My Father’s Son
March 29 2026
The first time I entered his bedroom
after his death
felt like a violation,
intruding into a private space
as if eyes were taking me in.
There was a stillness there
that felt unnatural,
a staleness to the air
I could only attribute
to days of sitting undisturbed.
A sleepy museum
with few visitors
where documents moulder away
and displays collect dust
might smell much the same.
There was also a musky hint of aftershave,
as well as something ineffable
that triggered memory
the way a pheromone enters the brain
beyond the awareness of smell.
His things were all there,
a diorama
of valuables
mementos
and sentimental treasures,
of the everyday stuff
he was last to touch;
how a half-used tube of toothpaste
becomes somehow meaningful
left like that,
a still-life
frozen in time.
Did they resent my presence,
would it be irreverent
to clear the place out?
Yet something needed to be done
and it had fallen to me.
A row of empty suits
in sober greys and blues
hung meticulously
on chunky wooden hangars
in the cramped bedroom closet
behind sticky bi-fold doors;
likely too big for me
if I could bring myself to wear them.
But that would be presumptuous
I’d feel like an imposter.
Hardly surprising
this trove of formal wear.
He always wore a suit and tie,
dressing quietly
in the morning darkness,
then off to work
while the rest of us slept.
I doubt he owned a T-shirt
while sweats were unthinkable;
and to imagine a ball cap
on his balding head
seems absurd.
I guess the Sally Ann will get them
when I get around to clearing out.
He never approved of waste
and — my father's son — neither do I.
An out-of-date cut, but very well made;
the sort of timeless fashion
that always looks good.
Bespoke suits
made to last
that he couldn’t outlive.
I actually only entered my parents’ bedroom once after my father’s death.
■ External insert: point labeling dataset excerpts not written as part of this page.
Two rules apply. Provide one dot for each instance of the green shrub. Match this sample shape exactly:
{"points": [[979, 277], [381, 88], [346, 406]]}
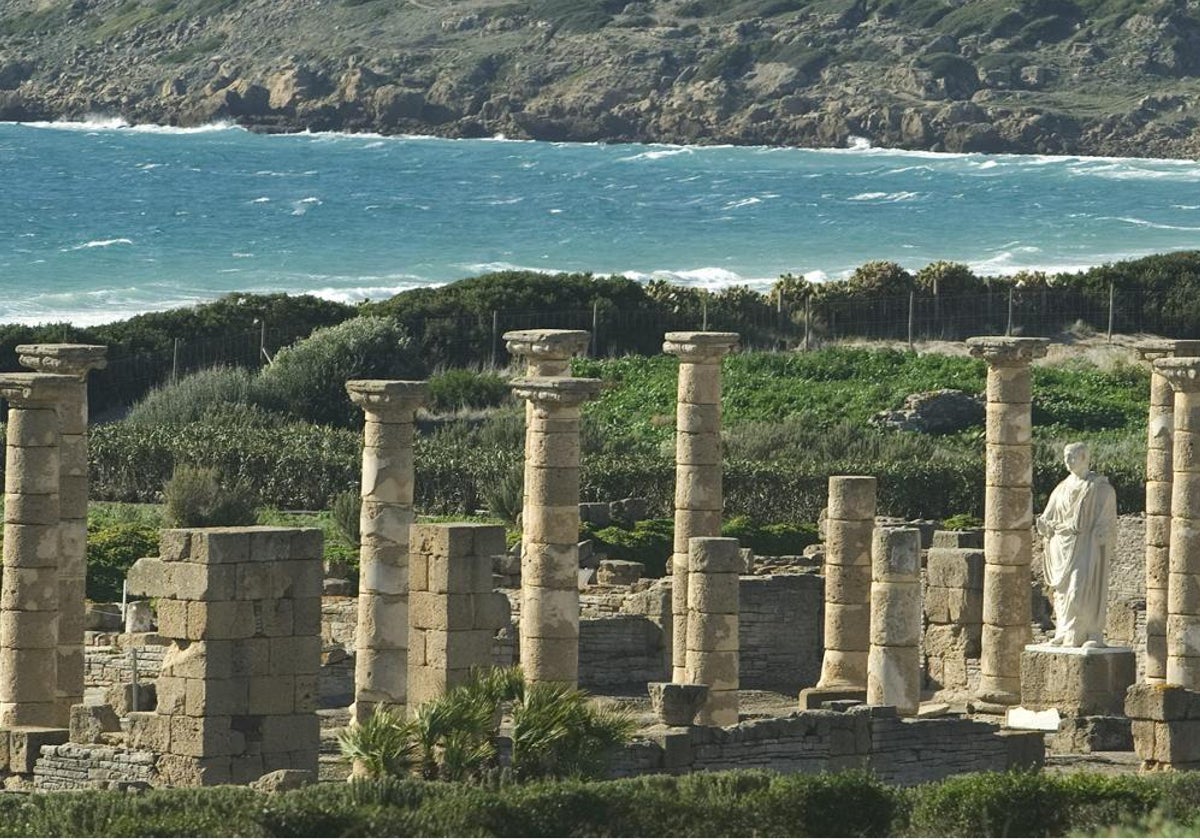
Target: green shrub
{"points": [[309, 378], [347, 511], [459, 389], [112, 550], [195, 396], [649, 543], [198, 497]]}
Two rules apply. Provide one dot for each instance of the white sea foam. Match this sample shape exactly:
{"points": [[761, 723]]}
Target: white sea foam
{"points": [[101, 244]]}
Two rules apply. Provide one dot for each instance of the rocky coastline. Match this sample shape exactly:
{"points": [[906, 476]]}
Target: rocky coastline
{"points": [[645, 72]]}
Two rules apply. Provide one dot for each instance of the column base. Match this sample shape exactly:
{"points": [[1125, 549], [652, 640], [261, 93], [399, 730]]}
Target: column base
{"points": [[816, 697], [1165, 726]]}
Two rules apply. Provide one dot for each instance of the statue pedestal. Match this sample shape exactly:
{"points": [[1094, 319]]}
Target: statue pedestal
{"points": [[1078, 682], [1087, 688]]}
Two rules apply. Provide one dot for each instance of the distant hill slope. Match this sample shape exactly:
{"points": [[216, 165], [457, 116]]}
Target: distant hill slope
{"points": [[1099, 77]]}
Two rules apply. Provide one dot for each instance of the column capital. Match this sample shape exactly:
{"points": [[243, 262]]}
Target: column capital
{"points": [[1182, 372], [1007, 351], [556, 390], [76, 360], [1165, 348], [700, 347], [389, 397], [36, 390], [547, 345]]}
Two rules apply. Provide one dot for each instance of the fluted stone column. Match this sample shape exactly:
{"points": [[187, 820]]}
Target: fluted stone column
{"points": [[73, 360], [699, 495], [714, 565], [1183, 586], [381, 645], [1159, 448], [850, 521], [893, 669], [29, 604], [1008, 514], [550, 541]]}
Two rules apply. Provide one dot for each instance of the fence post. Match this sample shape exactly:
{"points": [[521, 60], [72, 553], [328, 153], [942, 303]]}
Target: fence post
{"points": [[808, 318], [595, 328], [1111, 300], [496, 322], [912, 300]]}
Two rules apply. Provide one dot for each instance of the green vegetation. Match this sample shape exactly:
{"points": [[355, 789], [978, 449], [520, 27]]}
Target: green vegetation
{"points": [[703, 804], [555, 732]]}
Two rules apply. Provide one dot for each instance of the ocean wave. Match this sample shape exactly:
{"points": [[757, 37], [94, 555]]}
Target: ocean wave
{"points": [[95, 124], [101, 244]]}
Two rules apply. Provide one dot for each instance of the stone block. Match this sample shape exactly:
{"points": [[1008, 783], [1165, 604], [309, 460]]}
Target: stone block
{"points": [[677, 703], [25, 744], [1078, 682]]}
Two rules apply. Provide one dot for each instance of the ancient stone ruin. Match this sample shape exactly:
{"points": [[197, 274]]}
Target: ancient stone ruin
{"points": [[905, 643]]}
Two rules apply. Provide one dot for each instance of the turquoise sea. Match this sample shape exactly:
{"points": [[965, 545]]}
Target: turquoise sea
{"points": [[101, 220]]}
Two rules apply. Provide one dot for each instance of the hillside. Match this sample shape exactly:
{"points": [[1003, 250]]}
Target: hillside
{"points": [[1098, 77]]}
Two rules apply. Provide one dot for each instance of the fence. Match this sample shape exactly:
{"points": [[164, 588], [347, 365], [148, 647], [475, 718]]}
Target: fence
{"points": [[763, 324]]}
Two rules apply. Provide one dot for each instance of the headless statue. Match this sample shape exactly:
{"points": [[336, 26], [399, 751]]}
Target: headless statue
{"points": [[1080, 531]]}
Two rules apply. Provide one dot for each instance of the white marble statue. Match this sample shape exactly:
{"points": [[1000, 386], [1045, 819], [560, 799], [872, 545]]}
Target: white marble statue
{"points": [[1080, 531]]}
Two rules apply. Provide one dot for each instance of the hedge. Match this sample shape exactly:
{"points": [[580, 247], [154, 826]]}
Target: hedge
{"points": [[745, 803]]}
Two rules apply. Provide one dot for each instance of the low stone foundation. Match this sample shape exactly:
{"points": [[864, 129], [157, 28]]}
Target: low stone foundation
{"points": [[899, 751]]}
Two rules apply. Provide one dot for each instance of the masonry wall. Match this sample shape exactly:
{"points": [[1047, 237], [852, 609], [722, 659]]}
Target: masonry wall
{"points": [[899, 751]]}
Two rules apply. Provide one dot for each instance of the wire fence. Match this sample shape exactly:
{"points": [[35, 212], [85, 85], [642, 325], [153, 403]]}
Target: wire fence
{"points": [[478, 340]]}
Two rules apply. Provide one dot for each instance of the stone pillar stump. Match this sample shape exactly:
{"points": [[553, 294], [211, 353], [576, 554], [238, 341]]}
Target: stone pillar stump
{"points": [[1183, 583], [1159, 448], [699, 493], [893, 669], [72, 360], [1008, 514], [29, 604], [550, 543], [381, 647], [715, 564]]}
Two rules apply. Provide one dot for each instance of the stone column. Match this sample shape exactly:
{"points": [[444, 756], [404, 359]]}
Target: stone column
{"points": [[454, 613], [1161, 432], [73, 360], [1008, 514], [29, 604], [893, 670], [699, 496], [849, 525], [714, 565], [550, 543], [381, 646], [1183, 586]]}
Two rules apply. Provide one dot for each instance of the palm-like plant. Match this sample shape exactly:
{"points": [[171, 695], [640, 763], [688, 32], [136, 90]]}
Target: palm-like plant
{"points": [[382, 745]]}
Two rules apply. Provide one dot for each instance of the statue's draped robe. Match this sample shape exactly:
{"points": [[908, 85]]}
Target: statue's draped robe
{"points": [[1080, 522]]}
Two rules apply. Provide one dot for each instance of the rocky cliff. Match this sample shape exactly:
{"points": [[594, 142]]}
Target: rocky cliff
{"points": [[1097, 77]]}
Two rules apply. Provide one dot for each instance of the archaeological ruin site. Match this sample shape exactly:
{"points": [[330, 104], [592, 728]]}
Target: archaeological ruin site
{"points": [[894, 647]]}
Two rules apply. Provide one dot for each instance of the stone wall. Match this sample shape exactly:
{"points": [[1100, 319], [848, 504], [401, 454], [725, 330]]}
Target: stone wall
{"points": [[71, 767], [899, 751]]}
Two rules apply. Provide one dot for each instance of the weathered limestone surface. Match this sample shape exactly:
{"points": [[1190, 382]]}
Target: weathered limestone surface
{"points": [[454, 613], [953, 605], [1159, 453], [714, 565], [237, 696], [893, 667], [847, 567], [550, 593], [1008, 513], [73, 360], [381, 669], [1183, 583], [699, 493], [29, 605]]}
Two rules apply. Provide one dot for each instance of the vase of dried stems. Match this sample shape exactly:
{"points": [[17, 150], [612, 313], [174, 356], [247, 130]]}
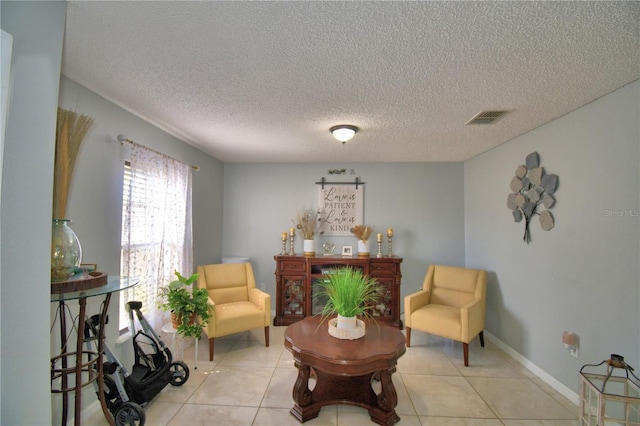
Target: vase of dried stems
{"points": [[66, 251]]}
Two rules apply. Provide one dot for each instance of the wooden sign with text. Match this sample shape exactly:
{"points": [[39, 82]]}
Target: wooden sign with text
{"points": [[342, 207]]}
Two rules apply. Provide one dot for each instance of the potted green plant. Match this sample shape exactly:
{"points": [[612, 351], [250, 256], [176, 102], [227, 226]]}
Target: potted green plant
{"points": [[349, 293], [186, 302]]}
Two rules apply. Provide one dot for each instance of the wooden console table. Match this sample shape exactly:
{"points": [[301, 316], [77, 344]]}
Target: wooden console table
{"points": [[344, 369], [295, 276]]}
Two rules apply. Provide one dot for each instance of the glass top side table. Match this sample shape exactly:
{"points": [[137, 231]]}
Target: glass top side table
{"points": [[70, 363]]}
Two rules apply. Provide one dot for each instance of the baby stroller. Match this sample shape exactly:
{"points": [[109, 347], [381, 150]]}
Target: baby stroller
{"points": [[126, 393]]}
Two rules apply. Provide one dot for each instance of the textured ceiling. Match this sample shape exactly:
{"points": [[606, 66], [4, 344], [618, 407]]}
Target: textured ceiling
{"points": [[264, 81]]}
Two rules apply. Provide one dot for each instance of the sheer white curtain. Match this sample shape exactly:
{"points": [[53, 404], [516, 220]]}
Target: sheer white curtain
{"points": [[156, 227]]}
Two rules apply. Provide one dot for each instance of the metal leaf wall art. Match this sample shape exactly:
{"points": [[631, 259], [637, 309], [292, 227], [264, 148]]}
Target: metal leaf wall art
{"points": [[532, 193]]}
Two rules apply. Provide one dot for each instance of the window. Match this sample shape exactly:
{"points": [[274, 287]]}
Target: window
{"points": [[156, 227]]}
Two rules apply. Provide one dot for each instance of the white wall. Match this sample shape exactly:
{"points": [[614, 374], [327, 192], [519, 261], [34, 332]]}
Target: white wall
{"points": [[37, 29], [422, 202], [584, 274]]}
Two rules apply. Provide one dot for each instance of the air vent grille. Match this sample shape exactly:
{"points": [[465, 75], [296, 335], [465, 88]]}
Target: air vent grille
{"points": [[486, 117]]}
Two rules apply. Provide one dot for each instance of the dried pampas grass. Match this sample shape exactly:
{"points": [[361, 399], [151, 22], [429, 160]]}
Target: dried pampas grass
{"points": [[70, 132], [362, 232]]}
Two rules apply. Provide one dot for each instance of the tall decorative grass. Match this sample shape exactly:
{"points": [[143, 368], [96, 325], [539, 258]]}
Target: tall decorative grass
{"points": [[71, 129], [348, 292], [362, 232]]}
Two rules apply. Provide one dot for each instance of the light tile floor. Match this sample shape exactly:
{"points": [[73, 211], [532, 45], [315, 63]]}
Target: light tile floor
{"points": [[249, 384]]}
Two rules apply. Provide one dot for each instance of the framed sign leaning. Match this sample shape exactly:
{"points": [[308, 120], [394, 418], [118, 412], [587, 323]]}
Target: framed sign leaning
{"points": [[342, 206]]}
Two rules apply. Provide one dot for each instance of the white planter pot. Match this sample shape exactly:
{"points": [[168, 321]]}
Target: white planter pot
{"points": [[337, 329], [346, 322], [309, 247]]}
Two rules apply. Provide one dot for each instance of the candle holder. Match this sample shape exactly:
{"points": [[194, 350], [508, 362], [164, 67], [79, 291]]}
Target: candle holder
{"points": [[291, 239]]}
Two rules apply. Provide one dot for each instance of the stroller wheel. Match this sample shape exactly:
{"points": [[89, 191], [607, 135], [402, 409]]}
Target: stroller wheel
{"points": [[179, 373], [129, 414]]}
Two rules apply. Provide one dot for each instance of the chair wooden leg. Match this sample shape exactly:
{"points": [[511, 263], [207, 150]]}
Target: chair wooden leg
{"points": [[465, 349]]}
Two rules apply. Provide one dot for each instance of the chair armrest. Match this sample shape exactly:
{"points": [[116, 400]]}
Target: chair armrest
{"points": [[412, 302], [261, 299], [472, 319]]}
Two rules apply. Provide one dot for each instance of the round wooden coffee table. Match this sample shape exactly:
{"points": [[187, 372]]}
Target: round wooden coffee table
{"points": [[344, 369]]}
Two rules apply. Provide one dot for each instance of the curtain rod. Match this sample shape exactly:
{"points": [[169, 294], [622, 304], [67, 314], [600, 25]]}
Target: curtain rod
{"points": [[122, 139]]}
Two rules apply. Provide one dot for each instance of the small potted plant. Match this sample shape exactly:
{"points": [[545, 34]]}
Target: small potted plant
{"points": [[186, 302], [349, 293]]}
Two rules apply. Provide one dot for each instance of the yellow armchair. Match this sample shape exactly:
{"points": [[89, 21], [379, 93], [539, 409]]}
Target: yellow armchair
{"points": [[237, 304], [451, 304]]}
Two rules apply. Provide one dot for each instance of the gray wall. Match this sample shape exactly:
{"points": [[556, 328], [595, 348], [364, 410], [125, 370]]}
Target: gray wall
{"points": [[37, 29], [95, 196], [583, 275], [422, 202]]}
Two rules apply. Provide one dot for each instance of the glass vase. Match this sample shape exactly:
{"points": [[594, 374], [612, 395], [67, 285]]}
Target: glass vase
{"points": [[66, 252]]}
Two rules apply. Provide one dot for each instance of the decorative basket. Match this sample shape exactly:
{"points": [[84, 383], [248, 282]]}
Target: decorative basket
{"points": [[346, 333]]}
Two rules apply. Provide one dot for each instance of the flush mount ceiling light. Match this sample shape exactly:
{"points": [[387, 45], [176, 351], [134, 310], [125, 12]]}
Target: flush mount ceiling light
{"points": [[343, 132]]}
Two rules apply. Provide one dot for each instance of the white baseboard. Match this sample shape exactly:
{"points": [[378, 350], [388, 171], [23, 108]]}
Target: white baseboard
{"points": [[543, 375]]}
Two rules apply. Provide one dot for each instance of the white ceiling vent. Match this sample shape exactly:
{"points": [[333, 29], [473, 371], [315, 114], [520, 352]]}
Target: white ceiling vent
{"points": [[486, 117]]}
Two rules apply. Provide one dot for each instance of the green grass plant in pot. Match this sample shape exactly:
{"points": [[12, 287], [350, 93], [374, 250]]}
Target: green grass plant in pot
{"points": [[186, 303], [349, 293]]}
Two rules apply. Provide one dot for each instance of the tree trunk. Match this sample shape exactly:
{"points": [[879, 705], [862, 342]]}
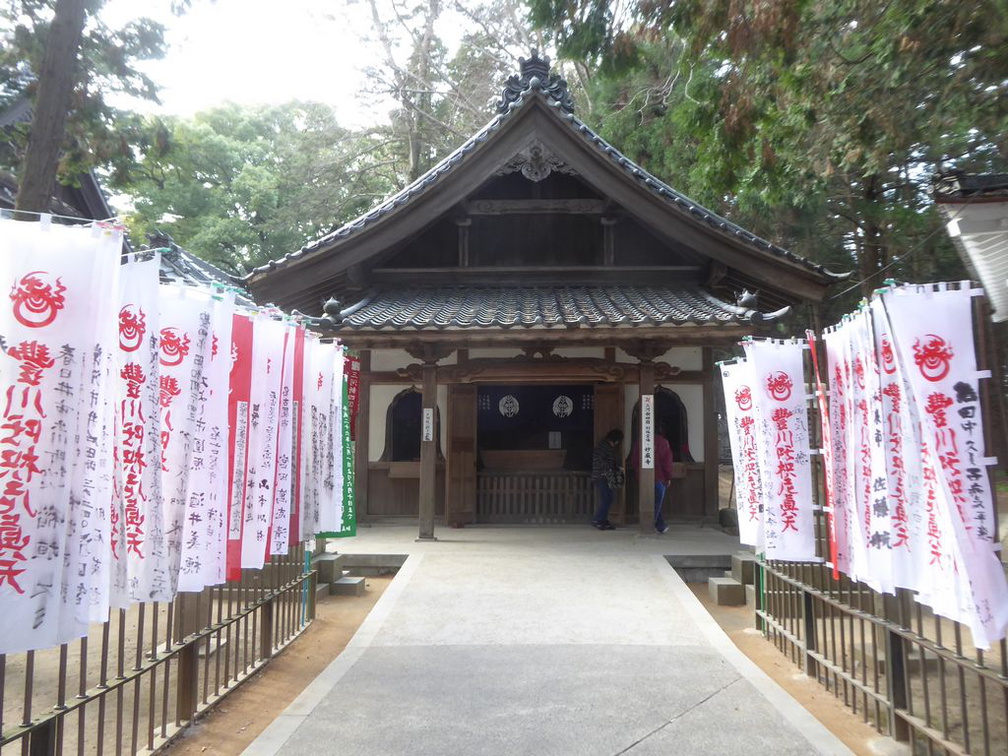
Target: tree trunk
{"points": [[55, 83], [872, 248]]}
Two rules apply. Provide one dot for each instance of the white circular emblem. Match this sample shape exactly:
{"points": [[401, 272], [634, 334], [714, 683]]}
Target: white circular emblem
{"points": [[562, 406], [508, 406]]}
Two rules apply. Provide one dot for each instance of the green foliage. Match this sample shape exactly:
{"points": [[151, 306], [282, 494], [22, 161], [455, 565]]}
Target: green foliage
{"points": [[815, 124], [242, 185], [96, 133]]}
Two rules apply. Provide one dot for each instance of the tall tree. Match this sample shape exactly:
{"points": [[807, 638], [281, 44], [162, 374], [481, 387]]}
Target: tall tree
{"points": [[239, 185], [55, 81], [59, 56], [857, 102], [442, 98]]}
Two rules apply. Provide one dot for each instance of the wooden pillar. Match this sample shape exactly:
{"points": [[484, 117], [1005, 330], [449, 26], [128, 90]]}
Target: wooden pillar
{"points": [[464, 225], [711, 451], [428, 452], [645, 481]]}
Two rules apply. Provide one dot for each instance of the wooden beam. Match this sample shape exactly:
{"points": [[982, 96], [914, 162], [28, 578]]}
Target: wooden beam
{"points": [[711, 502], [518, 370], [535, 207], [672, 336], [584, 275]]}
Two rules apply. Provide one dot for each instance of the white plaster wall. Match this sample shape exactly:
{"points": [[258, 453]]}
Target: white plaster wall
{"points": [[499, 353], [684, 358], [393, 359], [494, 353], [381, 396], [693, 398], [581, 352]]}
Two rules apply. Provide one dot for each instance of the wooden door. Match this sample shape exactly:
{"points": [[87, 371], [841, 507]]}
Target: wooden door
{"points": [[460, 497], [609, 415]]}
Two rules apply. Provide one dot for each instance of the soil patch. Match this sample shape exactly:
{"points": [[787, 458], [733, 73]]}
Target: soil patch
{"points": [[739, 625], [238, 720]]}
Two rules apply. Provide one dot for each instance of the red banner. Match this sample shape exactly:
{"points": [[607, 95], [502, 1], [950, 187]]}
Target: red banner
{"points": [[238, 413]]}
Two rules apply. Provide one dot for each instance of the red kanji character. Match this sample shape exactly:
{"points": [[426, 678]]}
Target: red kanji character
{"points": [[936, 405], [132, 327], [134, 377], [169, 390], [16, 425], [174, 347], [933, 357], [11, 459], [8, 574], [12, 537], [779, 385], [34, 359], [36, 300]]}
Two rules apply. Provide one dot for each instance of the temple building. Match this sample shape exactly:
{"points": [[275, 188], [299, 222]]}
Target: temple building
{"points": [[514, 304]]}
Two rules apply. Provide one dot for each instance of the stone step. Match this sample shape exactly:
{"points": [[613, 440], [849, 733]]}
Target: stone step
{"points": [[330, 567], [347, 586], [726, 592], [699, 568], [744, 569], [322, 590]]}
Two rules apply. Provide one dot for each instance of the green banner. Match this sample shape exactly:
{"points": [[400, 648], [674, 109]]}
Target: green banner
{"points": [[348, 524]]}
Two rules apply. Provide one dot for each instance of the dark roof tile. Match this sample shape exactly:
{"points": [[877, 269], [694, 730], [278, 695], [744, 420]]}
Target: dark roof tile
{"points": [[539, 306]]}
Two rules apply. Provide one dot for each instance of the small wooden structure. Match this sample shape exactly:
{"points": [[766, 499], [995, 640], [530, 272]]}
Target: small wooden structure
{"points": [[513, 304]]}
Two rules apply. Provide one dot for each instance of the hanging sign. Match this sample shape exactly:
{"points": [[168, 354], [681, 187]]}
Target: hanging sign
{"points": [[353, 371], [138, 528], [58, 329], [647, 431], [240, 387], [278, 534], [183, 358], [870, 473], [428, 424], [737, 381], [782, 437], [268, 339], [932, 331]]}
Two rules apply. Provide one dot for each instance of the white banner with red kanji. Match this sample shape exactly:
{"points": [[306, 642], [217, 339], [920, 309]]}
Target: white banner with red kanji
{"points": [[184, 356], [737, 382], [932, 334], [783, 442], [139, 543], [57, 330]]}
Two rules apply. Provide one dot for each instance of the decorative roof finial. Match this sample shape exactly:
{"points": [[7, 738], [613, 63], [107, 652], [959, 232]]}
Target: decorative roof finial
{"points": [[535, 76]]}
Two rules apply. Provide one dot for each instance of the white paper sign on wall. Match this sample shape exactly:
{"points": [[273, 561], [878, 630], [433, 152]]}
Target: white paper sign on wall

My mother opened his closet full of suits and invited me to take whatever I wanted. I immediately declined: it seemed irreverent, not my style, wouldn’t fit. The latter consideration was entirely practical. But you could take it as symbolic as well: unable to fill his shoes, so to speak. =
(Btw, I was not the hard working responsible child of the poem. My older brother and sister-in-law took on the time consuming job of death cleaning. As I recall. Or perhaps my mother did with their help, and only after her move into care did they do everything.)